Author: GjZero
Tags: Bert, Chinese Classification, Sentence Vector
This article is about 1500 words, recommended reading time is 8 minutes.
This article starts from practice, guiding everyone through the tutorial on Chinese text classification using Bert and its use as a sentence vector.
Bert Introduction
The Bert model is a language representation model released by Google in October 2018. Bert has swept the optimal results of 11 tasks in the NLP field, making it one of the most significant breakthroughs in NLP today. The full name of the Bert model is Bidirectional Encoder Representations from Transformers, which is obtained by training a Masked Language Model and predicting the next sentence task. For more details on the specific training of Bert and more principles, interested readers can refer to the original paper on arXiv. This article starts from practice, guiding everyone through the tutorial on Chinese text classification using Bert and its use as a sentence vector.

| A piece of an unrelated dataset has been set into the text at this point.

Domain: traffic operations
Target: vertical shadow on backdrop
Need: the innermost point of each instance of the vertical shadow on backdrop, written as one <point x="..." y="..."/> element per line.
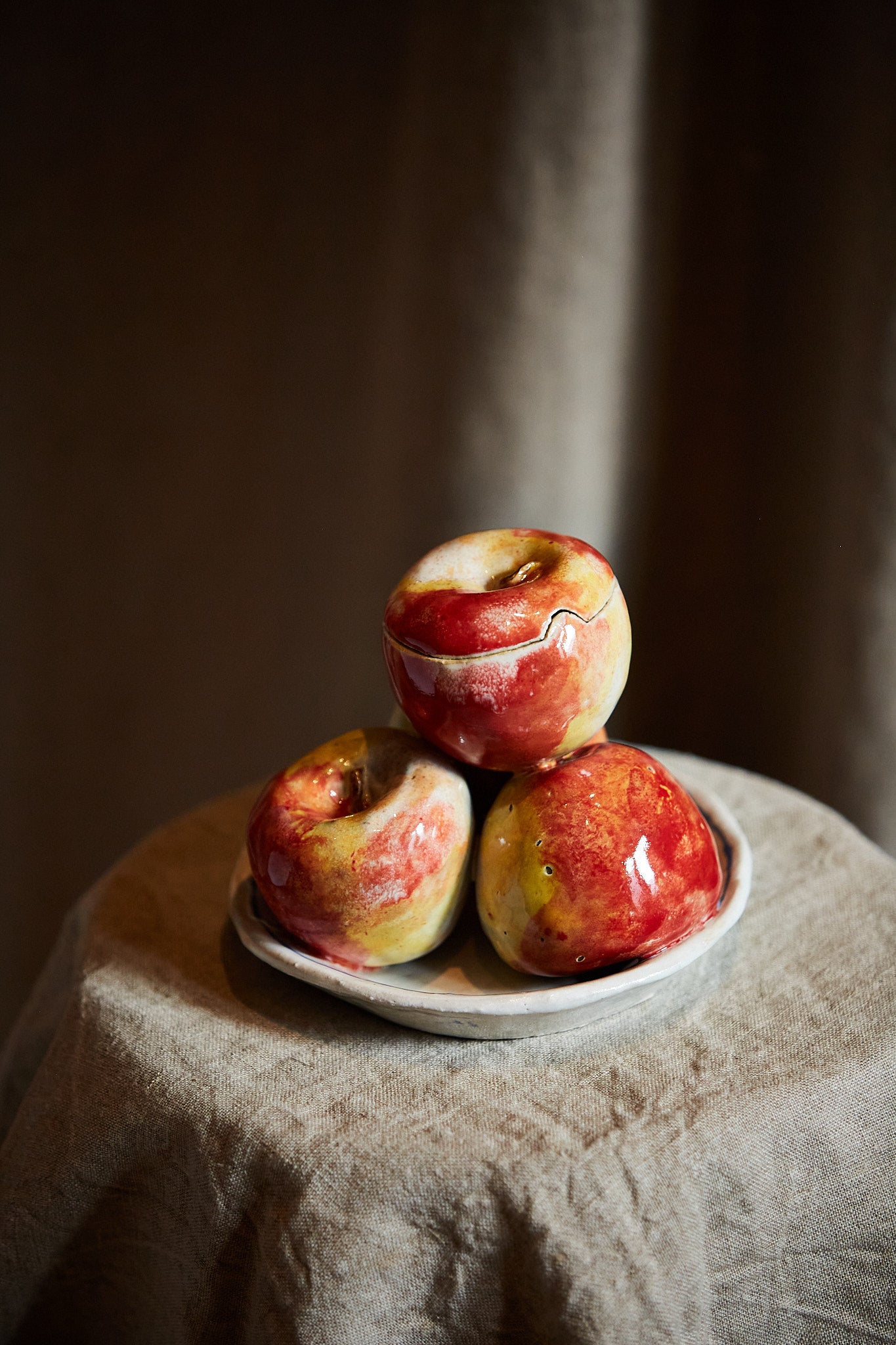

For the text classification task, N characters in a sentence correspond to E_1,…,E_N, which are N embeddings. Text classification is actually connecting the T_1 layer obtained from BERT to a fully connected layer for multi-class classification.
Preparation Work
1. Download Bert
Enter the following command in the terminal:
git clone
https://github.com/google-research/bert.git
2. Download the Bert Pre-trained Model
Google provides various pre-trained Bert models, available for different languages and model sizes. For the Chinese model, we use Bert-Base, Chinese. To download this model, you may need to use a VPN. If you need to download other models (English and other languages), you can find the download links in the Bert repository under Pre-trained models.
3. (Optional)
Install bert-as-service, which is a service that uses the Bert model to map sentences to fixed-length vectors.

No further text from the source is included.